L’analyse de textes judiciaires assistée par ordinateur permet de remonter la filière jusqu’à l’auteur de lettres jugées criminelles

Par : Renée Larochelle
Journaliste spécialisée dans la cause des femmes, Suzanne sirote tranquillement son café tout en prenant ses courriels lorsqu’un message attire son attention. Il s’agit d’une lettre anonyme dans laquelle on la menace carrément de lui régler son compte si elle continue d’écrire sur des sujets féministes. Ce n’est pas la première lettre de ce genre que reçoit Suzanne. Comment retracer l’auteur ou les auteurs de ces messages haineux? Étudiante à la maîtrise en linguistique judiciaire avec profil en informatique, Annie Houle pourrait bien être en mesure d’aider des personnes comme Suzanne dans quelques années. Sa recherche porte sur l’analyse de textes judiciaires assistée par ordinateur. Elle vise à évaluer les perspectives et les limites de l’automatisation de l’attribution de paternité textuelle dans le contexte judiciaire, plus précisément dans l’analyse de textes courts rédigés en français. Annie Houle travaille à partir d’un logiciel développé par son directeur de mémoire, Jacques Ladouceur, professeur au Département de langues, linguistique et traduction. L’étudiante et le professeur ont donné un aperçu des possibilités et des limites de ce logiciel, baptisé Linguistica, lors d’une conférence organisée par le CIRAL (Centre interdisciplinaire de recherche sur les activités langagières), le 16 mars, au pavillon Charles-De Koninck.

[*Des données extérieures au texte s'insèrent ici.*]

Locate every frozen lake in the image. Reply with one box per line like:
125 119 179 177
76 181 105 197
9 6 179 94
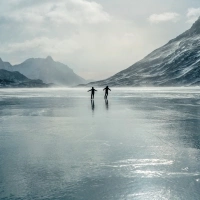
0 88 200 200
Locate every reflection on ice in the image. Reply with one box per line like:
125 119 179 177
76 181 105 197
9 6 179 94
0 88 200 200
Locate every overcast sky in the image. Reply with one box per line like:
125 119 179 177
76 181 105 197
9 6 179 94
0 0 200 80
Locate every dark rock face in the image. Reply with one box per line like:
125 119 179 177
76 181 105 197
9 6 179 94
0 56 86 86
88 18 200 87
0 69 50 88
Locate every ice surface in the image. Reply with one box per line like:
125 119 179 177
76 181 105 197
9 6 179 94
0 87 200 200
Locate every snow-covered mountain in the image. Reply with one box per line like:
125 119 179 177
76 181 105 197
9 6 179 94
0 69 50 88
84 18 200 86
0 56 86 86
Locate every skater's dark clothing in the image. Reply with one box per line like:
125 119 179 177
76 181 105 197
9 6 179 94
103 86 111 99
88 87 97 99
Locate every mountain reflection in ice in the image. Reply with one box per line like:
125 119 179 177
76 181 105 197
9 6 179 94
0 88 200 200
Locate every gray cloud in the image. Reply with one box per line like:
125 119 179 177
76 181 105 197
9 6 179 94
0 0 200 79
148 12 180 23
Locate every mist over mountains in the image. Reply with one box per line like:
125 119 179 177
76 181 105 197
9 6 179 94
0 69 50 88
83 18 200 87
0 56 86 86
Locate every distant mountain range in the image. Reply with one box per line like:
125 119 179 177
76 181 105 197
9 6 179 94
0 56 87 86
82 18 200 87
0 69 50 88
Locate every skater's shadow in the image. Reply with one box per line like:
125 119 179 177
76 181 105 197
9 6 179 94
105 99 109 110
91 100 95 111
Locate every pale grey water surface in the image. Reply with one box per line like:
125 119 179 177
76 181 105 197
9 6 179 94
0 88 200 200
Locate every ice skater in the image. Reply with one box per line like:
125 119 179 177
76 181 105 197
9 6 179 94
88 87 97 99
103 86 111 99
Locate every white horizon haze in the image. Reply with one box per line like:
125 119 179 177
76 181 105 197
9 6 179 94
0 0 200 80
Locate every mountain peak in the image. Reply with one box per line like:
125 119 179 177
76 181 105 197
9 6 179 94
46 56 53 61
190 17 200 34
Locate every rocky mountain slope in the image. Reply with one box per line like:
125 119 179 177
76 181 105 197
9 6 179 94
0 56 86 86
85 18 200 86
0 69 50 88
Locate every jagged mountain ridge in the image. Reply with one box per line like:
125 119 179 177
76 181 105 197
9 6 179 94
0 69 50 88
0 56 86 86
85 18 200 87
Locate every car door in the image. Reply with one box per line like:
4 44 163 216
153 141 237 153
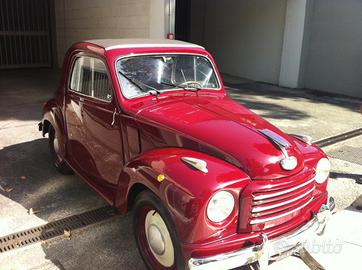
66 56 123 188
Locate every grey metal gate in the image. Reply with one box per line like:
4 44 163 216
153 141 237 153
0 0 52 69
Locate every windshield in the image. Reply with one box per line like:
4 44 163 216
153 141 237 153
116 54 220 98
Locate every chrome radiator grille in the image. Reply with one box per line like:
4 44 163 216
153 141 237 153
249 178 315 225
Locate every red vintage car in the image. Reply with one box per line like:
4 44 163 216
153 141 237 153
39 39 334 269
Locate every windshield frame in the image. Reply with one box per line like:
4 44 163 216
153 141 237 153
114 52 222 100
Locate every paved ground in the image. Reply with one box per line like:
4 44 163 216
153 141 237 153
0 70 362 269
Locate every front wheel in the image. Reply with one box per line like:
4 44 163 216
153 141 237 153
133 192 184 269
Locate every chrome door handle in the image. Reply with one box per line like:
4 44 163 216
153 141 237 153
111 108 117 127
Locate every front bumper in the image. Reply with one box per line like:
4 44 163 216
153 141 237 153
188 198 335 270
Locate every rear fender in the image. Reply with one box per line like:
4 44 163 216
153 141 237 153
115 148 250 244
42 99 66 158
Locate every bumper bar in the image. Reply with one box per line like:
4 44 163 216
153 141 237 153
189 198 335 270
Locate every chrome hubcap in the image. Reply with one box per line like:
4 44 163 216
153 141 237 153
148 224 165 255
145 210 174 267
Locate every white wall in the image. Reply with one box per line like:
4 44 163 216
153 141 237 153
304 0 362 97
54 0 166 65
198 0 286 83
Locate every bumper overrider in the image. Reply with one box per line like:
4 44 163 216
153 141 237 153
188 198 335 270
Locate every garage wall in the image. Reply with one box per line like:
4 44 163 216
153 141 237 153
304 0 362 97
54 0 165 65
198 0 286 83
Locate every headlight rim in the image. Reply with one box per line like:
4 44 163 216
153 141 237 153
206 190 236 224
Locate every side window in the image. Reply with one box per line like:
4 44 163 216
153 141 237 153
70 56 112 101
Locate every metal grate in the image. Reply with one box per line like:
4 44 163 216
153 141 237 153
0 0 51 69
313 128 362 147
0 206 116 253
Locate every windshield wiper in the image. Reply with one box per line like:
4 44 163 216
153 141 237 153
160 82 201 92
118 70 161 96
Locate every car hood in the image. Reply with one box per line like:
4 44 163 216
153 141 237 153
132 95 303 179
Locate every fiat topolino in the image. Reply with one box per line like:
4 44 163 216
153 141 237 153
39 39 333 269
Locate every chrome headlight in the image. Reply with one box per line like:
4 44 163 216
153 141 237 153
315 158 331 184
207 191 235 222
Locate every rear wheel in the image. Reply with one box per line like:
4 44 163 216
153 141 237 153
49 126 73 174
133 192 184 269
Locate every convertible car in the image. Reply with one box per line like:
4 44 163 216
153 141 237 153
39 39 334 270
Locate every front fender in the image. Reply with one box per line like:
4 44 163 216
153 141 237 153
115 148 250 244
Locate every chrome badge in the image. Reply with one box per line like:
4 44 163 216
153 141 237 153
259 129 298 171
280 156 298 171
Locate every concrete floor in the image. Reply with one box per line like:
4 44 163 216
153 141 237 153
0 70 362 269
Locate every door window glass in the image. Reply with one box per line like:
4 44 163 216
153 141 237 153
70 56 112 101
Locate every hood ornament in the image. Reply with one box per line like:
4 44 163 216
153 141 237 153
258 129 298 171
181 157 209 173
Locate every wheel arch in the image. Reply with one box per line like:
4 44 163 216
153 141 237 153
114 148 250 243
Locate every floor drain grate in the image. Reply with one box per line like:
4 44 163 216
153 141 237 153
0 206 116 253
313 128 362 147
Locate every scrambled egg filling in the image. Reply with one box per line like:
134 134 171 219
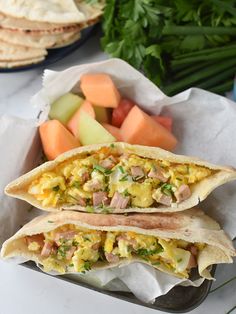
27 148 213 208
27 225 204 278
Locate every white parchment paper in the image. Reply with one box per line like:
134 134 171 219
0 59 236 302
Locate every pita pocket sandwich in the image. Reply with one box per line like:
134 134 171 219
5 143 236 213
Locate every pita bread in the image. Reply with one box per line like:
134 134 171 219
0 29 78 48
0 40 47 61
0 0 85 24
5 142 236 213
1 208 236 279
0 57 45 69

L’exposé avait pour titre «La reconnaissance automatique de l’auteur d’un texte à des fins judiciaires». 

Des textes qui cognent
«Il est possible de découvrir l’auteur d’un texte à partir de marqueurs linguistiques bien précis, explique Anne Houle. Par exemple, l’auteur d’une lettre peut employer des régionalismes ou encore des structures syntaxiques propres à une région qui nous aideront dans nos recherches. Plusieurs méthodes peuvent être utilisées, comme la comparaison du document-clé avec des textes présumés du même auteur et la différenciation avec des textes d’autres auteurs. La ponctuation, la récurrence des fautes d’orthographe ou d’erreurs grammaticales, les images métaphoriques, l’utilisation (ou non) de la voix passive sont autant d’indices qui peuvent nous aider à remonter à l’auteur de tout document sur lequel peut reposer une enquête ou un litige. La tâche n’est pas facile: entre deux textes d’un même auteur, il peut y avoir autant de différences qu’entre deux textes d’auteurs différents»

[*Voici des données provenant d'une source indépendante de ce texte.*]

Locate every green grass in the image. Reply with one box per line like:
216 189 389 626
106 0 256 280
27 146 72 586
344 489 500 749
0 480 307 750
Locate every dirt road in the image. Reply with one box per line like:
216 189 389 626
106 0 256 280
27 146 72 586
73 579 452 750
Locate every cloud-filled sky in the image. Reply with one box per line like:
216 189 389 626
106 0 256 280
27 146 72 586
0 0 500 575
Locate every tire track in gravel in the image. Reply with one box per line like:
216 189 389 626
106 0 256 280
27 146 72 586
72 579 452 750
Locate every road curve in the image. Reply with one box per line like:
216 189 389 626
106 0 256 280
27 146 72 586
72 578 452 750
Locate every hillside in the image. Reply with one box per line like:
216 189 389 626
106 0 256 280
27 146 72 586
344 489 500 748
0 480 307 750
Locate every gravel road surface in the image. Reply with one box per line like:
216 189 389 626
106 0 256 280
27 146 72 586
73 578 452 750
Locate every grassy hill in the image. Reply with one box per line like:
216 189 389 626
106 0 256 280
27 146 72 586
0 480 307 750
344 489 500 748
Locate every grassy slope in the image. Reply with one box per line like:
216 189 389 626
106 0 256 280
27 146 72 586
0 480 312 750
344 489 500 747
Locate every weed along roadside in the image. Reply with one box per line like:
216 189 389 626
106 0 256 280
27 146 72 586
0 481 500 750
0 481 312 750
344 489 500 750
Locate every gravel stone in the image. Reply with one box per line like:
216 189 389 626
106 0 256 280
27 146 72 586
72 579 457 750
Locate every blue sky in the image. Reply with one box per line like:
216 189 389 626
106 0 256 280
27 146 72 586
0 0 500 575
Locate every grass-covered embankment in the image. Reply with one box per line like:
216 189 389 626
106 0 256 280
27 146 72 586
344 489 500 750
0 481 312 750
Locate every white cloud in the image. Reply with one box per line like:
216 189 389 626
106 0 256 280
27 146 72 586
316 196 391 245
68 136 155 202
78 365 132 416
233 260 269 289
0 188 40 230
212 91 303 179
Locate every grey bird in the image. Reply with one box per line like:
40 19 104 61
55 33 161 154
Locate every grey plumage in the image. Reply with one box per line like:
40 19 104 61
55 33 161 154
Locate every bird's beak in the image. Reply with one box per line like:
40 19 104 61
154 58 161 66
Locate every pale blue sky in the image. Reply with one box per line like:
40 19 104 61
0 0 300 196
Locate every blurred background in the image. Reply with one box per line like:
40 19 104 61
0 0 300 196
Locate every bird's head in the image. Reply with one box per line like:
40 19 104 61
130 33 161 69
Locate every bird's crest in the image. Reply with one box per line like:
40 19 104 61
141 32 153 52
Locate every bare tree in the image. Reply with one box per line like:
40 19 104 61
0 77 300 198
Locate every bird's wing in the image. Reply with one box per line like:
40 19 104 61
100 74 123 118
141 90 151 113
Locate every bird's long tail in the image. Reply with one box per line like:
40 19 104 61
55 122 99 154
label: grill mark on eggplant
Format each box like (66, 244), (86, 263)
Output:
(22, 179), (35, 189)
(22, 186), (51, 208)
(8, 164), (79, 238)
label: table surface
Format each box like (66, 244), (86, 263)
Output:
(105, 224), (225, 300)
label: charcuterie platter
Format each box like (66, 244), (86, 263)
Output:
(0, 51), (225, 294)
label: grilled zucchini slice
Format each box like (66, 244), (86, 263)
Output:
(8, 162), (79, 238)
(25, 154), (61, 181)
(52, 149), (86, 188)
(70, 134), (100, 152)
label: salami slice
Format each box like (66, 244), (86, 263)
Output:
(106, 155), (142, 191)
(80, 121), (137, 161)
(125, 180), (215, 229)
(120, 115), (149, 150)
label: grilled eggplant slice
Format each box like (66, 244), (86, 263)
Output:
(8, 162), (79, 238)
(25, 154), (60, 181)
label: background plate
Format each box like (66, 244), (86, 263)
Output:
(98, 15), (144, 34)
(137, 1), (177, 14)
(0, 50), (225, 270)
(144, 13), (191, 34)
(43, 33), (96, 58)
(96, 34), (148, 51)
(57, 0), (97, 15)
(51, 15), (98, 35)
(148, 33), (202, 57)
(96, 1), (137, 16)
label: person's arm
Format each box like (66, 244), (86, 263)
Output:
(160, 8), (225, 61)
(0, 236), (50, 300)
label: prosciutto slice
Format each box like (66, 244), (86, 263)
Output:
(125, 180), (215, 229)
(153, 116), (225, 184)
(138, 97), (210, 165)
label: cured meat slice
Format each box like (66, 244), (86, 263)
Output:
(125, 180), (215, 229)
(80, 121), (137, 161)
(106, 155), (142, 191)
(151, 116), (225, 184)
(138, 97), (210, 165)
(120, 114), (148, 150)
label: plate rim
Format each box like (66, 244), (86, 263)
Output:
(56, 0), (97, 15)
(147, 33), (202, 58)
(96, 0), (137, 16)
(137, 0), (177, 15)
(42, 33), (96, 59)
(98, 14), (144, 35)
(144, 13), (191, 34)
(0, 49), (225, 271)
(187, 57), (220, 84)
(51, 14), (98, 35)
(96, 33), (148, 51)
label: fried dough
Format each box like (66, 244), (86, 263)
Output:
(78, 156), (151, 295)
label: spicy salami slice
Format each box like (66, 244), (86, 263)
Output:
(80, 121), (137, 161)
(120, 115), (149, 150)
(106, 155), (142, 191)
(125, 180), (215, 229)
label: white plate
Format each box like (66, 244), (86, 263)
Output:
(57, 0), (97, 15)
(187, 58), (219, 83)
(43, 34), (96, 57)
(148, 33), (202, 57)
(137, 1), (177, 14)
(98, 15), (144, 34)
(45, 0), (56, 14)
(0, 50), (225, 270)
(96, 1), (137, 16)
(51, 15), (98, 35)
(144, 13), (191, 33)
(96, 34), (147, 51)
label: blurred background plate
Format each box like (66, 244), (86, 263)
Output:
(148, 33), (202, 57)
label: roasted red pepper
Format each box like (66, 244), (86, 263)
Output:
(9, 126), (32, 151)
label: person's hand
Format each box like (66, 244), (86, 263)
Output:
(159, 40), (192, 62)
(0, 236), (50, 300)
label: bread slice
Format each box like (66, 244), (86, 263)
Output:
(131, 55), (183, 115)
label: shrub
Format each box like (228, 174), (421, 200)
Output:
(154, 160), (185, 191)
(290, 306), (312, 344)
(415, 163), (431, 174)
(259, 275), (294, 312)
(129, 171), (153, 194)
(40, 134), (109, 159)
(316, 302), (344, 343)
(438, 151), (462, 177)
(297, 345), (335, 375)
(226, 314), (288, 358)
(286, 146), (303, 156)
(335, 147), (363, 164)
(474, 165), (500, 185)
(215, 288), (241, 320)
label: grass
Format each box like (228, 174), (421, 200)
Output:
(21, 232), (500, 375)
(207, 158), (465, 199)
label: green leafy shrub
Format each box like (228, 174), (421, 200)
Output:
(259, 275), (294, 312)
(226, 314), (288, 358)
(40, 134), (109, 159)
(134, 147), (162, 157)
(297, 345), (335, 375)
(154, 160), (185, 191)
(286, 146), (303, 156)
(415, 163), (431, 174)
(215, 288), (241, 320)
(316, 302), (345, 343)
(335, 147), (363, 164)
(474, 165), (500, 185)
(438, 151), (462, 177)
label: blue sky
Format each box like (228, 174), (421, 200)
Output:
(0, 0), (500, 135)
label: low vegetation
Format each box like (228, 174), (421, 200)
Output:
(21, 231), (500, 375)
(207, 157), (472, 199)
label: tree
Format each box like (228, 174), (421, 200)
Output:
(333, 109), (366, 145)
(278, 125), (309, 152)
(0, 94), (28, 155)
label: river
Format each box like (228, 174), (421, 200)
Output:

Aux fins de sa recherche, Annie Houle a sélectionné cinq textes de quatre auteurs pour un total de 20 textes, desquels est retiré au hasard un texte qui deviendra son document-clé. Son corpus est tiré de l’édition populaire de La Cognée, organe bimensuel du FLQ (Front de libération du Québec), distribué entre octobre et avril 1967. «Les textes choisis ne sont pas des textes judiciaires en soi, mais ils en partagent néanmoins de nombreuses caractéristiques», note Annie Houle. «La linguistique appliquée à la justice existe depuis un bon nombre d’années et le traitement automatique du langage également, affirme pour sa part Jacques Ladouceur. C’est la combinaison des deux domaines qui est nouvelle et c’est ce qui nous intéresse.»